4ff314d772b9b1c4231a43e6f411884d.jpgEn 1796, la vente des biens nationaux livra le bâtiment à divers propriétaires, avant que la ville ne le réunît à ses Hospices Civils pour y abriter ses aliénés de 1806 à 1876, date à laquelle on ouvrit l’hôpital psychiatrique de Vinatier. Une rotonde demi-circulaire de style toscan fut alors construite sur vingt-huit colonnes de pierre. En raison du type de malades qu’elle hébergeait, elle reçut une appellation spéciale jusqu’à sa démolition : la rotonde des folles.

On a souvent prétendu que dans l'Antiquité se dressait à l'emplacement de l'Antiquaille le palais impérial qui aurait pu servir de villégiature à Auguste, Caligula, Domitien, Sévère, Albin lorsque ces empereurs séjournaient à Lugdunum. Cette légende a nimbé le bâtiment d'une aura toute spéciale. On rajoutait que rois de Bourgogne puis ducs se Savoie l’auraient investi ensuite tour à tour. On a supposé que l’empereur Claude y était né, que ses bâtiments abritaient le caveau où l’évêque Pothin fut incarcéré juste avant son martyre. L'Antiquaille s'est retrouvé ainsi au centre de nombreuses légendes. La littérature a pris le relai. Dans l’un de ses romans les plus célèbres, Place des Angoisses, l’écrivain Jean Reverzy met en scène cet hôpital où médecine, archéologie et religiosité cohabitent, et dans lequel il effectua son externat en 1934, sous la férule du professeur Joberton de Belleville :

« Je ne m’étais pas douté que l’hôpital fut si vaste. Le cortège cheminait dans d’immenses bâtiments désaffectés, gravissait des escaliers, franchissait des passerelles au-dessus de jardins aux murs de pisé hérissés de tessons de bouteilles. Le train ne ralentissait pas, et je me demandai où finirait cette marche folle. Cependant, à la sortie d’un défilé enjambé par des voûtes, la troupe s’engouffra dans une salle où quatre rangées de lits tendus de rideaux blancs s’étiraient jusqu’à de hautes fenêtres ouvertes sur le ciel vide. Une centaine de femmes y étaient couchées, dont seules les têtes émergeaient des draps. Le cortège, à même vitesse, défila entre les rangées centrales, puis, après une hésitation en tête, ralentit sa marche, se resserra et enfin s’aggloméra autour d’un lit au montant duquel le Professeur s’appuya des deux mains pendant qu’une religieuse poussait derrière lui une chaise où il se laissa tomber. »
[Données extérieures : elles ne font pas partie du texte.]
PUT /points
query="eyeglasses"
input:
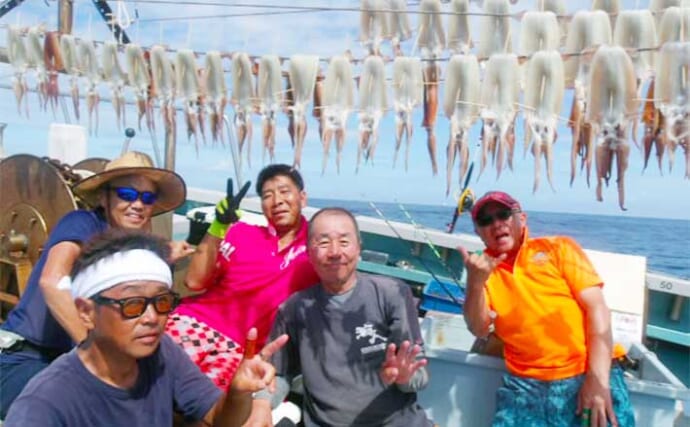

 Il aura été dans la destinée de l’Antiquaille de passer par toutes les phases de la fortune : Résidence d'empereurs et cachot de martyrs sous l'Antiquité, palais de rois au Moyen Age, cabinet de curiosités antiques au XVIème, refuge d'aliénés au XIXème, hospice romanesque au XXème : chaque siècle aura donc eu son Antiquaille; une antiquaille à son image, dans le pire comme dans le meilleur des cas. Le notre, qui ne répugne pas à transformer ce lieu de mémoire, de légende et de soin en une résidence privée avec vue tranquille et privilégiée sur la ville, doublé d'un centre commercial et culturel ne déroge pas, on le voit, à la tradition. Pour le pire ou pour le meilleur ? Chacun reste juge.  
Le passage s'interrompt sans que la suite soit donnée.